Em outubro de 1963, Hardy lançou seu segundo álbum de estúdio sem título, apenas com o seu nome na capa, coloquialmente conhecido pelo título da sua canção de maior sucesso, “Le Premier Bonheur du jour”.

No ano seguinte, optou por voar para Londres e ir gravar suas canções nos estúdios da Pye Records com o produtor Tony Hatch. De Londres, seguiu-se a “conquista” dos Estados Unidos, em consequência do contrato de gravação com produtora Kapp, com quem gravou o álbum o The “Yeh-Yeh” Girl From Paris!.

Em 1966 estreou-se como atriz no filme americano Grand Prix e, pouco depois, iniciou uma relação sentimental com o músico Jacques Dutronc, com o qual teve um filho, Thomas Dutronc, em 1973, e com o qual se mantém casada, apesar de viverem separdos.
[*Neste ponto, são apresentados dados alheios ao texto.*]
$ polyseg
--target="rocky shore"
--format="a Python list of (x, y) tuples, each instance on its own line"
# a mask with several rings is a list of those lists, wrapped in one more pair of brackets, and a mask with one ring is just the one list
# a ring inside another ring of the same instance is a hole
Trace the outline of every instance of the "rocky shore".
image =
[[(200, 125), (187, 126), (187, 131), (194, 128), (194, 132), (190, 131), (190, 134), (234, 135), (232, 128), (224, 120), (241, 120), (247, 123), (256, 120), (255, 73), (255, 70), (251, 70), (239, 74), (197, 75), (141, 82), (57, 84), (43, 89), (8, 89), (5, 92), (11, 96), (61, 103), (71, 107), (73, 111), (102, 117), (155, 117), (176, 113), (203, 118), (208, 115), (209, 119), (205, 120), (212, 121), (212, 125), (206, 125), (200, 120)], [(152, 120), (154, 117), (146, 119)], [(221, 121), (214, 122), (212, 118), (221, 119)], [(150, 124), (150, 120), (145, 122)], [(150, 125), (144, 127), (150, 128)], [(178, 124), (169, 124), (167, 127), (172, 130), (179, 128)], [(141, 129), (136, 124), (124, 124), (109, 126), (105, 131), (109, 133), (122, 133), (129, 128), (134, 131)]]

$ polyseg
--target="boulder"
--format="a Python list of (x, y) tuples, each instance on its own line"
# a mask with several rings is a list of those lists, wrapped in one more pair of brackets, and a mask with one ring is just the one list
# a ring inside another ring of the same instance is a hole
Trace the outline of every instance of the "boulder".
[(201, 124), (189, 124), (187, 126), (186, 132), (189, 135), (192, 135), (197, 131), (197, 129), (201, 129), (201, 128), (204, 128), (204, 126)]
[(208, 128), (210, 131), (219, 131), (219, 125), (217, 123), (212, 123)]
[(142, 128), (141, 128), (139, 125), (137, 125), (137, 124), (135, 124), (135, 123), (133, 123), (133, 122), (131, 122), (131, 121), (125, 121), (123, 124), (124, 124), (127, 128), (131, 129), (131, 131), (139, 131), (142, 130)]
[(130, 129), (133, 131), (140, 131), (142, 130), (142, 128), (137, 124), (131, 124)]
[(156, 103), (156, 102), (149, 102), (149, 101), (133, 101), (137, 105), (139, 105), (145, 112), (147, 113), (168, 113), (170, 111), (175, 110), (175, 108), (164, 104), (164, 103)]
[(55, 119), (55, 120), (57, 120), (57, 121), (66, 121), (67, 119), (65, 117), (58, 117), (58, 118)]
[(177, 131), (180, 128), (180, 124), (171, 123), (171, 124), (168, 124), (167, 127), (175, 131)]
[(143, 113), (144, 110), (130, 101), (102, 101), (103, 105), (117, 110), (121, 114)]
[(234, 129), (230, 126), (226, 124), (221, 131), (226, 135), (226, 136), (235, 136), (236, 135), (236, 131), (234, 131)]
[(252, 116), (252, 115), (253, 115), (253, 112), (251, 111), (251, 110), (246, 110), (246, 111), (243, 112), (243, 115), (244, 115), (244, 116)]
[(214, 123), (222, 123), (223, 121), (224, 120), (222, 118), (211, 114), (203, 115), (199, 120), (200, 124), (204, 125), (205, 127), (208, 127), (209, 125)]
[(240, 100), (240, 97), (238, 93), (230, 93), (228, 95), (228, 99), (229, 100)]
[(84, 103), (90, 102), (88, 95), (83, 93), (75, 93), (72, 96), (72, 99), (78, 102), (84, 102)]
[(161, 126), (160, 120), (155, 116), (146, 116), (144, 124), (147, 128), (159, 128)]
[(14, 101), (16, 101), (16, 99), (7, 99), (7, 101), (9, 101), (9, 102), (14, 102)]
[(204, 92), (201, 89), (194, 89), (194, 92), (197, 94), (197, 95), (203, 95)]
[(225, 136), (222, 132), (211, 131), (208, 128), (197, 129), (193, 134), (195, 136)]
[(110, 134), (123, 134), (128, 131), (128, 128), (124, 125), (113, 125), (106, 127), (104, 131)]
Ao longo dos anos seguiram-se 23 álbuns, constantemente aclamados pela crítica.

Em 2018, após anos de tratamentos, lançou o seu último álbum, Personne D’Autre, um disco que, segundo a própria Hardy, “trata da finitude e da morte de maneira simbólica”. Foi a última vez que a cantora francesa apareceu em público para falar. “No álbum existe uma música chamada “Special Train”, de que eu gosto muito, onde canto sobre o comboio especial que me levará para fora deste mundo. Mas claro que espero que ele me envie às estrelas e me ajude a descobrir o mistério do cosmos”, afirmou na altura, numa entrevista ao jornal inglês The Observer.